What Can We Learn From Sport That Can Help Us As Managers?
There are many ways in which we can refine and develop our managerial abilities – there are many lessons, and commonality, where sport and its constituent parts can help us to become more effective and efficient.
Firstly there are some striking similarities between management and sport which include;
- Some managers take the job seriously, others just play at it. (You probably know a few of those!).
- Are we just biding our time, doing just enough or are we an active participant in the managerial process?
- Is management just a mental process or are there some physical aspects to the job? Management by Walking about v. Desk Based email management?
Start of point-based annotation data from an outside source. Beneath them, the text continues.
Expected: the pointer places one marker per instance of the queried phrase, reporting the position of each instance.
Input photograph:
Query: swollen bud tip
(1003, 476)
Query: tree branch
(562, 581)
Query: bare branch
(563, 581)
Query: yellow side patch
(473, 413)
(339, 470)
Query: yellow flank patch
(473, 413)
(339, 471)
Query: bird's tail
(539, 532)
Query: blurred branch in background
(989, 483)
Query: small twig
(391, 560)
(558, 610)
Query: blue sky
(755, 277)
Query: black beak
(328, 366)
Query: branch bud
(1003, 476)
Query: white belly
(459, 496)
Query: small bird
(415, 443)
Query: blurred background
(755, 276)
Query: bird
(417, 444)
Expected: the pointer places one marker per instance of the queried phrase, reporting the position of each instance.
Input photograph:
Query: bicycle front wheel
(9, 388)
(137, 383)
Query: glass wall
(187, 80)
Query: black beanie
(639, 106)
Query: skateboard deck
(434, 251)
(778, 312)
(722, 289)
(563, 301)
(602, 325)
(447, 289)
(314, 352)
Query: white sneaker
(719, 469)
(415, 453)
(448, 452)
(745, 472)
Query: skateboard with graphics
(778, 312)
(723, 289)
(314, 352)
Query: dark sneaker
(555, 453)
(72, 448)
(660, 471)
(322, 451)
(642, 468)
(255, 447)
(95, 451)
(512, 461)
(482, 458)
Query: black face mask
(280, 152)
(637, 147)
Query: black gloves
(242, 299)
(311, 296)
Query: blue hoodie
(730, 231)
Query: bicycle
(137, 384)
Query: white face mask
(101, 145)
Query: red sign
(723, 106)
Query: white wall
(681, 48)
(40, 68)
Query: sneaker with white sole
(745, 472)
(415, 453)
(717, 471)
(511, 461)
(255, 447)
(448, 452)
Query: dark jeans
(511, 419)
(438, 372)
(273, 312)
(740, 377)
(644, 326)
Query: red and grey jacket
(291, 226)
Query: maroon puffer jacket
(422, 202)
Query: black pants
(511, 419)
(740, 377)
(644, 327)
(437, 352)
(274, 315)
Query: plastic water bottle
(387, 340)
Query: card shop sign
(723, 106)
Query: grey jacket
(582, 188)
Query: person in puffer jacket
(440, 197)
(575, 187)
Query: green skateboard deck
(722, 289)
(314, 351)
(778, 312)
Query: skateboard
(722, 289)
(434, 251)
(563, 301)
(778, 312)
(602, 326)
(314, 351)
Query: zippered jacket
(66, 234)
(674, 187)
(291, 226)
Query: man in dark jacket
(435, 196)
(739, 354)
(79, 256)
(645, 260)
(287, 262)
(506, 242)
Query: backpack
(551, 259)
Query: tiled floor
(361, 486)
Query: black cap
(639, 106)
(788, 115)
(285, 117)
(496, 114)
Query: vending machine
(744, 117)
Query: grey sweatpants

- There is always the uncertainty of outcome to consider. Sport shows us that the most unusual outcomes do actually happen, they cannot be predicted, all the resources are available for success but, frustratingly, the results do not turn out how we wanted them to. Just like management!
Sport is very different to Play – there are principles and rules to follow. The managers that “play” at management do not follow such rules and avoid key principles – the LAISSEZ FAIRE MANAGER!
Done properly the “sport” of management has a common understanding of clear and consistent rules and here, results do matter. Like sport however judging the outcomes can be a challenge – are the results we are seeking an objective judgement (fastest goals scored/maximum outputs from the manufacturing process) or are they more subjective (the judge’s scorecards based on the performance seen/customer feedback in qualitative terms)?
As a final thought we can all recognise a number of celebrities that have made the successful transition from a sports background into the commercial world – Will Carling (Captain of the England Rugby Union team being one example running his own consultancy business)and . What unites these successful managers is that they have harnessed and used sporting disciplines and approaches and transplanted them into the management arena.
Perhaps taking note of applicants at interview and exploring their experiences of sport, even if just watching rather than playing, might give you a different perspective as to their abilities and drivers.